Shlomo Yona <yona@cs.technion.ac.il> http://yeda.cs.technion.ac.il/~yona/
If you put a "\" in front of a variable, you get a reference to that variable.
$aref = \@array; # $aref now holds a reference to @array
$href = \%hash; # $href now holds a reference to %hash
Once the reference is stored in a variable like $aref or $href, you can copy it or store it just the same as any other scalar value:
$xy = $aref; # $xy now holds a reference to @array
$p[3] = $href; # $p[3] now holds a reference to %hash
$z = $p[3]; # $z now holds a reference to %hash
Sometimes you want to make an array or a hash that doesn't have a name.
This is analogous to the way you like to be able to use the string ""\n"" or the number 80 without having to store it in a named variable first.
"[ ITEMS ]" makes a new, anonymous array, and returns a reference to that array.
"{ ITEMS }" makes a new, anony mous hash. and returns a reference to that hash.

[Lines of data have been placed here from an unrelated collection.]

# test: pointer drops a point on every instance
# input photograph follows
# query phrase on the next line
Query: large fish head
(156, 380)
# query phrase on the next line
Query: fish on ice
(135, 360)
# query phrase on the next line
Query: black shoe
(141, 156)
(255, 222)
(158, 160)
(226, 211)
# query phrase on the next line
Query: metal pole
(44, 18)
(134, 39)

$aref = [ 1, "foo", undef, 13 ];
# $aref now holds a reference to an array
$href = { APR => 4, AUG => 8 };
# $href now holds a reference to a hash
The references you get from rule 2 are the same kind of references that you get from rule 1:
# This:
$aref = [ 1, 2, 3 ];
# Does the same as this:
@array = (1, 2, 3);
$aref = \@array;
The first line is an abbreviation for the following two lines, except that it doesn't create the superfluous array variable "@array".

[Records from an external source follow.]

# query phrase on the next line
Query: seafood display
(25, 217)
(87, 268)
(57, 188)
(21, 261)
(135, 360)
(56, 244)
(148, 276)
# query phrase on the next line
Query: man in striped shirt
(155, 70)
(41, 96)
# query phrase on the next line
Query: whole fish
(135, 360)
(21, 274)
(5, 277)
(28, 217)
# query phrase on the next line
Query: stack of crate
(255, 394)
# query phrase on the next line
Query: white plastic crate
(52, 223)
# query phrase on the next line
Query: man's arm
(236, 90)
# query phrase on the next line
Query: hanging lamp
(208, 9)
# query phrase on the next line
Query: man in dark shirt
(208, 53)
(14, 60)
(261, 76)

What can you do with a reference once you have it?
It's a scalar value, and we've seen that you can store it as a scalar and get it back again just like any scalar.
There are just two more ways to use it.
If "$aref" contains a reference to an array, then you can put "{$aref}" anywhere you would normally put the name of an array.
For example, "@{$aref}" instead of "@array".
@a @{$aref} An array
reverse @a reverse @{$aref} Reverse the array
$a[3] ${$aref}[3] An element of the array
$a[3] = 17; ${$aref}[3] = 17 Assigning an element
On each line are two expressions that do the same thing.
The left-hand versions operate on the array "@a", and the right-hand versions operate on the array that is referred to by "$aref", but once they find the array they're operating on, they do the same things to the arrays.
%h %{$href} A hash
keys %h keys %{$href} Get the keys from the hash
$h{'red'} ${$href}{'red'} An element of the hash
$h{'red'} = 17 ${$href}{'red'} = 17 Assigning an element
"${$aref}[3]" is too hard to read, so you can write "$aref->[3]" instead.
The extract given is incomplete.